I advise you to not install or to delete the app immediatly if you did install
it. The developers do have a chance of getting back here in the list, they can
send me a PM and prove that i am several other people are completely wrong. On
this moment we will strongly advise against the use of this software. We will
also delete any and every link to their website and or download pages.

Be warned!

@cesasol commented:

After checking the source code, i could see there is no software beyond
nodewebkit under popcorn4time binary, instead they work on this "cloud"
[http://app.time4popcorn.eu/[25]](http://app.time4popcorn.eu/\[25\])
_deactivate _js before going to this link And there is a couple of binary
files with the extension php, wich is more than suspicius. After checking in a
vbox, they send random data to that server and another two, not only the
torrent seeding.

@Sharkiller a Popcorn Time dev has also showed his doubts:

@Foxito they steal code, dont release them, put features that dont work only
grow up their userbase who knows for what. for weeks they do interviews for a
lot of pages to gain more and more userbase even when their code never
works(tvshows). in the code you can find suspicious images to track the users,
they don't even are from analytics. after a few weeks they "release" a source
code in github that is a clone of the popcorn-official repo, even the links go
to that repo. with the commits of the same day. They don't even do a fork only
a renamed code. If that is not fishy to you then use it.
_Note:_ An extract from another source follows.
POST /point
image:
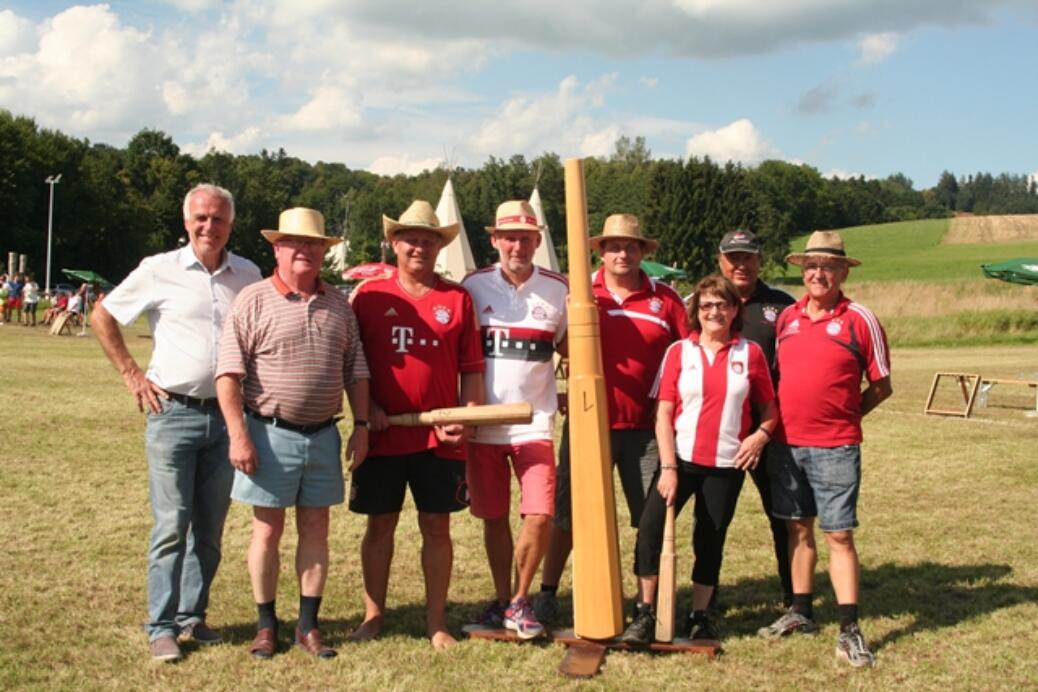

@traplover69 commented: The download links on [http://get-
popcorn.com/download/mac[26]](http://get-popcorn.com/download/mac\[26\]) and
[http://time4popcorn.eu/Popcorn-
Time-0.2.9-Mac.tar.gz[27]](http://time4popcorn.eu/Popcorn-
Time-0.2.9-Mac.tar.gz\[27\]) point to the same file. Both give a shasum of
fc00796208ca412b01c3715fb44af191d937ba8a. Any ideas whats happening here?

So be carefull with Time4Popcorn_

—8<–—–—–—–—–—–—–—–—–—–—–—–—–—–—–—–—–—–—–—–—–—–—–—–—

------
introex
New version, new domain name, new github repo. I've already lost count on how
many there were.

Perhaps _PirateBay_ can host it and then it won't have to move so much.

On plus side, TV Shows are surely to attract a wider user base.

------
pgl
Which is the real Popcorn Time, [http://get-popcorn.com/](http://get-
popcorn.com/) or [http://www.time4popcorn.eu/](http://www.time4popcorn.eu/)?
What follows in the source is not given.